Only been living together a few weeks but he's changed and it's worrying me so much because I can't help thinking he's gone off me or has realised he's made a mistake. Since moving in together we never spend any time together, he's always "busy" doing something and when he's not busy he's on his computer. For the first few weeks I spent every evening sat in front of the TV on my own and I started feeling down and lonely. I brought it up with him and he said "on Friday, we'll sit and watch a movie with a glass of wine" - I specifically cancelled a night out I had planned to do this as I thought we needed the quality time together. Friday night arrived and it was 9pm and he was still "Busy". I said "shall I pour the wine then?" and he said "yes, pour me a glass and I'll be with you in 5 minutes." I drank two glasses by myself before he turned up, sat with me for 10 minutes and then buggered off taking his wine with him to the computer room! I went to bed at 10.30 - he came to bed at 1am. The next morning I told him I was upset that we were not spending any quality time together in an evening, I understand he's busy doing house improvements but does he really need to be doing them until midnight every night? He agreed and said he'd make more of an effort to spend time with me in an evening. I said it wasn't just that - it was also the fact that he's constantly tired (well, too tired for me) yet he chooses to work 7 days a week (he only has to work 5) plus he doesn't come to bed until silly hours of the morning - we've not had sex in weeks. Again he agreed and said he'd make more effort.

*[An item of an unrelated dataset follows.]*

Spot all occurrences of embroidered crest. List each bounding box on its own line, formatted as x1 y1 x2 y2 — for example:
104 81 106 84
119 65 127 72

So last night, it's getting on for 10pm and he comes into the living room, sits on the sofa opposite me (he never used to do this, he would always sit with me and we'd snuggle in front of the tv) and switches on a shit film without even asking me what I'd like to watch. He sits there for 20 minutes and then buggers off into the computer room again. I give him an hour or so, realise he's not coming back so go and tell him I'm going to bed. He looks at me, says nothing but holds his arms out for a hug. Guilty conscience? I get into bed then I hear the doors being locked downstairs and think "great, he's taken the hint and is coming to bed". He did come to bed - armed with the ipad which he then switches on in bed and tells me "I'm going to play candy crush for a bit, do you mind?" In other words he'll play candy crush until he's tired enough to sleep. Then he wondered why I got upset.
Candy Crush vs having sex with your girlfriend .... hmm tough decision. Nice to know where I stand. Am I being unreasonable? clingy? high maintenance? Does he just need to develop the balls to tell me he's made a mistake?